Protocols have been developed using 20- to 24-mer oligodeoxynucleotides, originally designed as polymerase chain reaction primers, as hybridization probes for the nonradioactive detection of Italian clover phyllody (ICPh) phytoplasma in plant (Chrysanthemum carinatum) and leafhopper (Euscelidius variegatus) tissue. In situ hybridization of paraffin-embedded tissue sections was carried out using oligodeoxynucleotides 5′ end-labeled with either Cy5 fluorochrome, biotin, or digoxigenin. The Cy5-labeled oligonucleotide probes that hybridized to phytoplasmas present in plant tissue were visualized by confocal microscopy.

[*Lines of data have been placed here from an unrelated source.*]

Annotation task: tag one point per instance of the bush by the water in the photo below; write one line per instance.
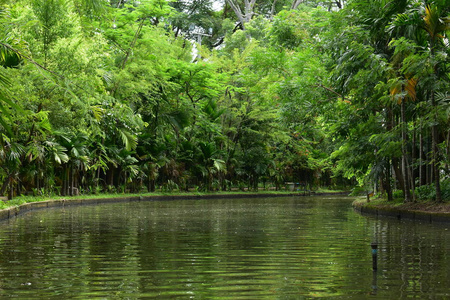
(428, 192)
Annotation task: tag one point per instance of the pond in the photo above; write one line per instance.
(257, 248)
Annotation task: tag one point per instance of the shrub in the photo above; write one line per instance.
(425, 192)
(397, 194)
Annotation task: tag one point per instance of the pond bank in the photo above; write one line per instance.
(423, 212)
(14, 211)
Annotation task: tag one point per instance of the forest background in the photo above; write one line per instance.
(131, 96)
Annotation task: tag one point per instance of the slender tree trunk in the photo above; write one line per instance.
(406, 181)
(421, 164)
(388, 182)
(434, 146)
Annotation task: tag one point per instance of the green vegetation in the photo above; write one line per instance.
(143, 96)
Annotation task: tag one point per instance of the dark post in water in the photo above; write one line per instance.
(374, 246)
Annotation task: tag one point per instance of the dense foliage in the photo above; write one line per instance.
(142, 95)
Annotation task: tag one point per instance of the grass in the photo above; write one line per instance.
(398, 203)
(27, 199)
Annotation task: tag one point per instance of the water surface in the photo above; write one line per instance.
(269, 248)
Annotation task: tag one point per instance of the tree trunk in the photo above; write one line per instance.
(434, 146)
(406, 181)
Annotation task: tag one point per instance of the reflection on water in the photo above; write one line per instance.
(299, 247)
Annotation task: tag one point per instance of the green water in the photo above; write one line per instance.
(270, 248)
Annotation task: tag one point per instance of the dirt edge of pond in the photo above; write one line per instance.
(423, 212)
(15, 211)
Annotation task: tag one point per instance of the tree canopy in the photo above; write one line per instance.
(132, 96)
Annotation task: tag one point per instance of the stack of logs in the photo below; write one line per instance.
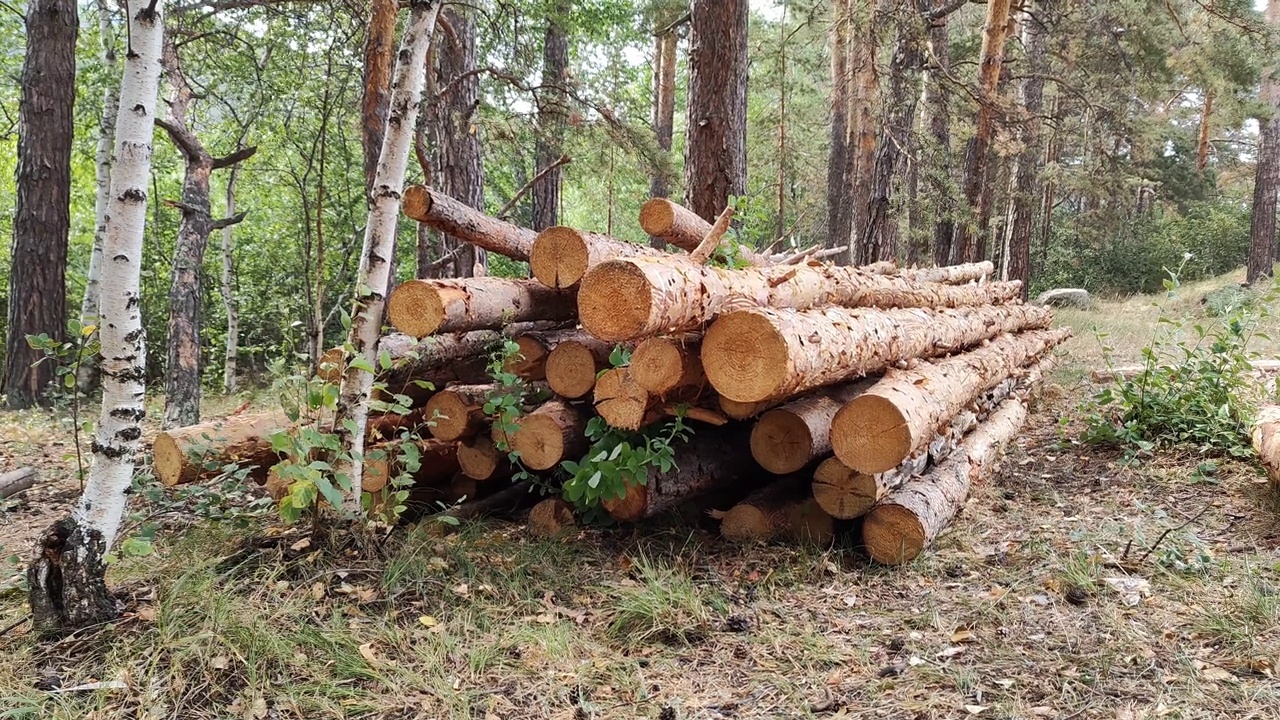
(818, 395)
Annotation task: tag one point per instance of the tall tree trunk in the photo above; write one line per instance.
(839, 210)
(1262, 228)
(552, 113)
(366, 318)
(970, 236)
(68, 575)
(1024, 192)
(460, 162)
(716, 150)
(87, 376)
(41, 219)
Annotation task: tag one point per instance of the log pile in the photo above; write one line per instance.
(816, 395)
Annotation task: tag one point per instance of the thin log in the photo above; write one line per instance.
(757, 355)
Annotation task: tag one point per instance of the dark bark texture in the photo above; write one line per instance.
(41, 222)
(716, 151)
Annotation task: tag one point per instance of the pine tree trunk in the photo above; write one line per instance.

The biotin- and digoxigeninlabeled probes were detected in both plant and insect tissue using a chromogenic alkaline phosphatase-nitro blue tetrazolium chloride/5-bromo-4-chloro-3-indolyl-phosphate reaction. An enhancement of a signal was observed in plant tissue when a tyramide signal-amplification procedure was incorporated into the biotin or digoxigenin detection systems. The results obtained using these techniques with the ICPh phytoplasma system showed that they can provide a rapid means of confirming vector status in insects. Due to the potential ability of short, labeled, oligonucleotide probes to specifically distinguish between different phytoplasmas present in multiple infections, this technique should provide a powerful new tool for epidemiological and vector ecology studies.

Additional keywords: fluorescent in situ hybridization, 16S ribosomal RNA.